# does anybody know of a book with many stories about Christians' conversions?



## bpkantor (May 6, 2012)

Hi all. I was wondering if anyone knew of any books that simply contain many stories about people being born again. This would be helpful for me.

Thanks,
--Ben


----------



## Don Kistler (May 6, 2012)

"A Token For Children" by James Janeway and Cotton Mather is just such a book.


----------



## baron (May 6, 2012)

There is: The Truth Set Us Free. Twenty former nuns tell their stories of God's amazing grace edited by Richard Bennett with Mary Hertel.

Amazon.com: The truth Set Us Free by Richard bennett: Kindle Store


----------



## Peairtach (May 6, 2012)

He Found Me: Evangelical Press: 9781871676440: Amazon.com: Books

Mainly Scottish.
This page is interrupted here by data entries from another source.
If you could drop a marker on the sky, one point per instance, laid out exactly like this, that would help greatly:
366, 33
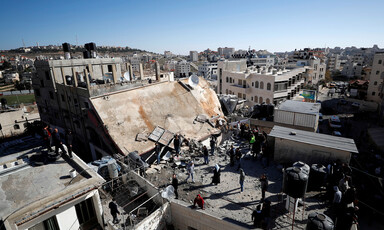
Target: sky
183, 25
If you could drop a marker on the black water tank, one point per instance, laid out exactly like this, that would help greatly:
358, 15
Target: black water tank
66, 47
86, 54
318, 221
302, 166
295, 182
317, 176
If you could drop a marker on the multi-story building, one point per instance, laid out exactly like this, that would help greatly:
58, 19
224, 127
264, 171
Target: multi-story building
376, 79
183, 69
208, 70
226, 51
259, 85
193, 55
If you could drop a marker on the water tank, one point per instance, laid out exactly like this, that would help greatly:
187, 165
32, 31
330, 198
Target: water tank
318, 221
295, 182
86, 54
66, 47
302, 166
317, 176
112, 169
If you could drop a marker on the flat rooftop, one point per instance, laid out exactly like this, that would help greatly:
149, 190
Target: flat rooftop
300, 107
25, 186
319, 139
170, 105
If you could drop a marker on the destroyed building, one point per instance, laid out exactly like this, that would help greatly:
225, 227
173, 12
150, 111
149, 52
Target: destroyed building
106, 109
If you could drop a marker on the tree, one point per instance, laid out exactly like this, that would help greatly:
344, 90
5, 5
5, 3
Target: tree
328, 77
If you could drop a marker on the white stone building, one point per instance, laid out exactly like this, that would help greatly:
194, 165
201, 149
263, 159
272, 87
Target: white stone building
375, 86
262, 85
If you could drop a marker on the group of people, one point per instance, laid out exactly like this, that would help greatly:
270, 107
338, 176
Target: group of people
339, 184
52, 137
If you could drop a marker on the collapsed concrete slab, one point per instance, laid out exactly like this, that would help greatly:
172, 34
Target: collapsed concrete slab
170, 105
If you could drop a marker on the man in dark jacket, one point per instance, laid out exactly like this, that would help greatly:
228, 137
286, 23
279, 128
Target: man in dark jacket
175, 184
57, 142
69, 142
114, 211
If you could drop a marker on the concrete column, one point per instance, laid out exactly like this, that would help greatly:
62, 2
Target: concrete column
63, 75
74, 76
157, 66
86, 78
141, 71
114, 73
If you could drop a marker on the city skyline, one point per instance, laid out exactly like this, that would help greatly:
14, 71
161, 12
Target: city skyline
181, 26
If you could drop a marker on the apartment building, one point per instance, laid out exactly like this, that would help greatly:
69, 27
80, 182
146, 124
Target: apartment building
375, 86
260, 85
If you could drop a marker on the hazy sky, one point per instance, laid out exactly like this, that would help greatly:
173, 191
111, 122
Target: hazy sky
181, 25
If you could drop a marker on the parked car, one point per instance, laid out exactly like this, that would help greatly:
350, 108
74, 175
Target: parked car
334, 122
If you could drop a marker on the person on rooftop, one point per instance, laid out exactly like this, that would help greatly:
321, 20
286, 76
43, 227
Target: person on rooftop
199, 201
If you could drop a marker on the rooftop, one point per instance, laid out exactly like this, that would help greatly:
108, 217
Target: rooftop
329, 141
28, 189
171, 105
300, 107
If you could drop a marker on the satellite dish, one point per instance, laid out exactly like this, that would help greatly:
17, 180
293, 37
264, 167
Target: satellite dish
127, 76
193, 80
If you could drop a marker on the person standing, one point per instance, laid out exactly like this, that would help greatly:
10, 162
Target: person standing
47, 136
264, 185
232, 156
205, 153
114, 211
158, 152
175, 184
216, 175
199, 201
257, 216
212, 145
69, 142
57, 142
242, 178
238, 157
190, 171
176, 144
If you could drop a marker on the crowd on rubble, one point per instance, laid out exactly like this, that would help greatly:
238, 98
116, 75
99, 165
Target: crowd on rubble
341, 194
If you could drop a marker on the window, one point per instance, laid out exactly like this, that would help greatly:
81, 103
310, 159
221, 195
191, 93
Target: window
85, 211
51, 95
47, 75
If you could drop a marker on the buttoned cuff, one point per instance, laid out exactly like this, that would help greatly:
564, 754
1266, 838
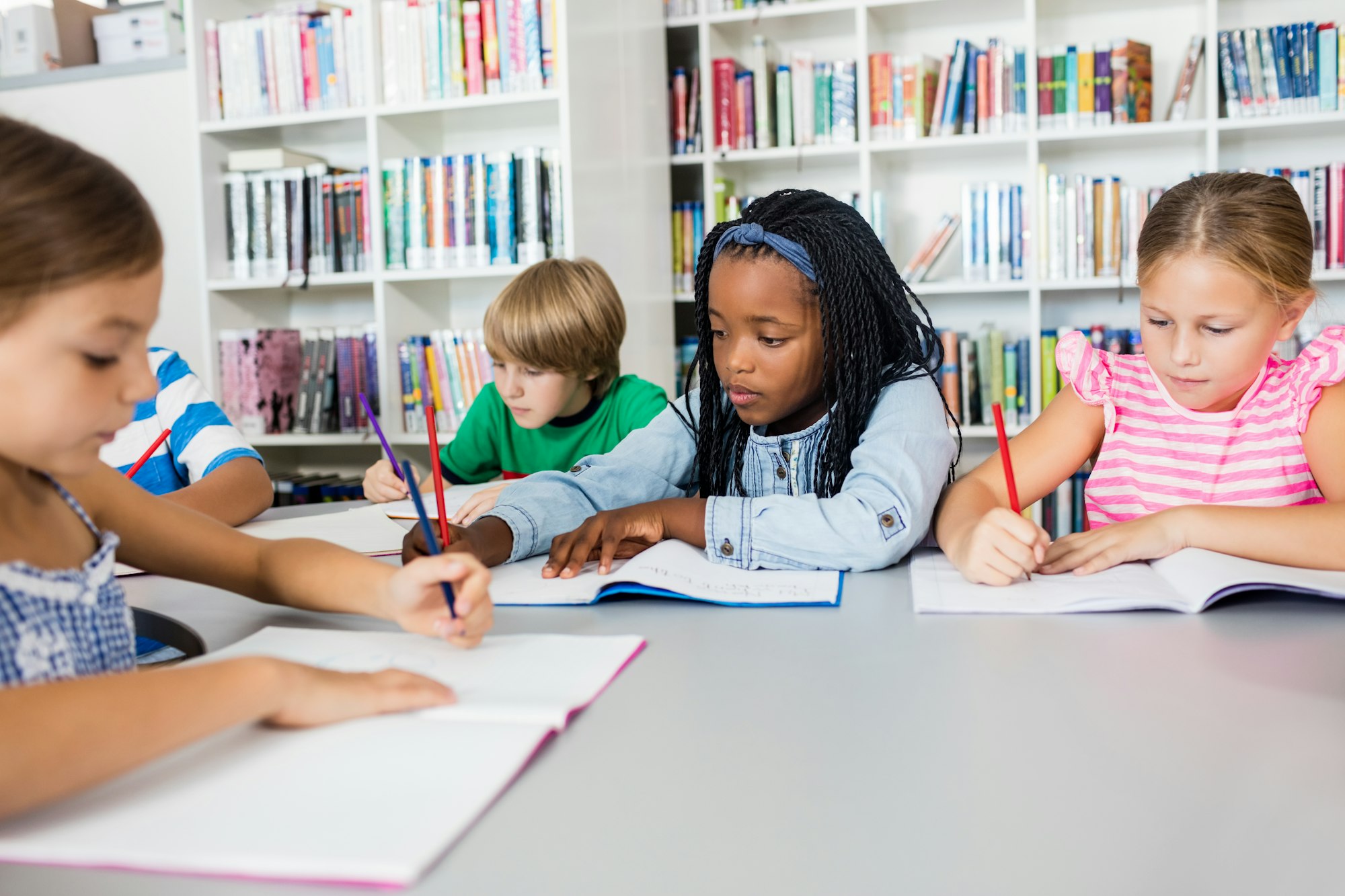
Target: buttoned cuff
527, 532
727, 530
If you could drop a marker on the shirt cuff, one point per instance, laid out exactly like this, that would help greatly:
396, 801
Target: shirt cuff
727, 530
523, 525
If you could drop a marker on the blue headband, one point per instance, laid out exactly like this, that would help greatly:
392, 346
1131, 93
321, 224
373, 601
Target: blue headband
753, 235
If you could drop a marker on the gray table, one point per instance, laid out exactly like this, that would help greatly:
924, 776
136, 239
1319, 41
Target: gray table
868, 749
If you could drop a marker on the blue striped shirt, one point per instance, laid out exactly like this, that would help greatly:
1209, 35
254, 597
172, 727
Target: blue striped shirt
202, 438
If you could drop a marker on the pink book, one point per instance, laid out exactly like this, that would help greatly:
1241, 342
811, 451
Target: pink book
473, 40
213, 99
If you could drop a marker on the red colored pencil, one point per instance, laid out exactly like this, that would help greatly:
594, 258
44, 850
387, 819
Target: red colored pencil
146, 456
1004, 455
439, 475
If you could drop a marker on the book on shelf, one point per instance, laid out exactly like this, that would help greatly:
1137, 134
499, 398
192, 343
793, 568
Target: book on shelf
303, 381
809, 103
992, 232
447, 370
688, 235
931, 251
1101, 85
970, 91
983, 369
1180, 106
290, 61
474, 210
1277, 71
685, 106
1091, 227
451, 49
284, 224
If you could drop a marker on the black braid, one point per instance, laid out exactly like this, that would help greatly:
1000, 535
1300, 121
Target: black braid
872, 335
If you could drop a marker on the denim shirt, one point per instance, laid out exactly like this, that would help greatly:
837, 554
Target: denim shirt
882, 512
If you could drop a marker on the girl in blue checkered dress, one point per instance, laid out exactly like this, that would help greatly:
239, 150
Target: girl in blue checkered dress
80, 280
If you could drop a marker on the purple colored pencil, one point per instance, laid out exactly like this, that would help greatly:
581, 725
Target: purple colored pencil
392, 458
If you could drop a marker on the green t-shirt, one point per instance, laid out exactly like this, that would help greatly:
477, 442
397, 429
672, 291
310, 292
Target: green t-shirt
490, 443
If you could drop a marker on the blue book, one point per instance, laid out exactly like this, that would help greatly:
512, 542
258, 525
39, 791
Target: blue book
533, 45
969, 100
1280, 37
1073, 87
1328, 60
1312, 76
500, 208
Actually published by Christian Focus (CFP) in the late '80s to mid '90s.

There may be more such books in the biography section of CFP
CFP | Biography at Christian Focus Publications | Books with the Real Message


----------



## Beau Michel (May 13, 2012)

If I recall J.C.Ryle Christian Leaders of the 18th Century has many conversion stories as well as Joseph Tracy The Great Awakening.


----------



## Sviata Nich (May 13, 2012)

I Once Was Lost: What Postmodern Skeptics Taught Us About Their Path to Jesus.

I have it, but have yet to read it so I don't know if its any good.


----------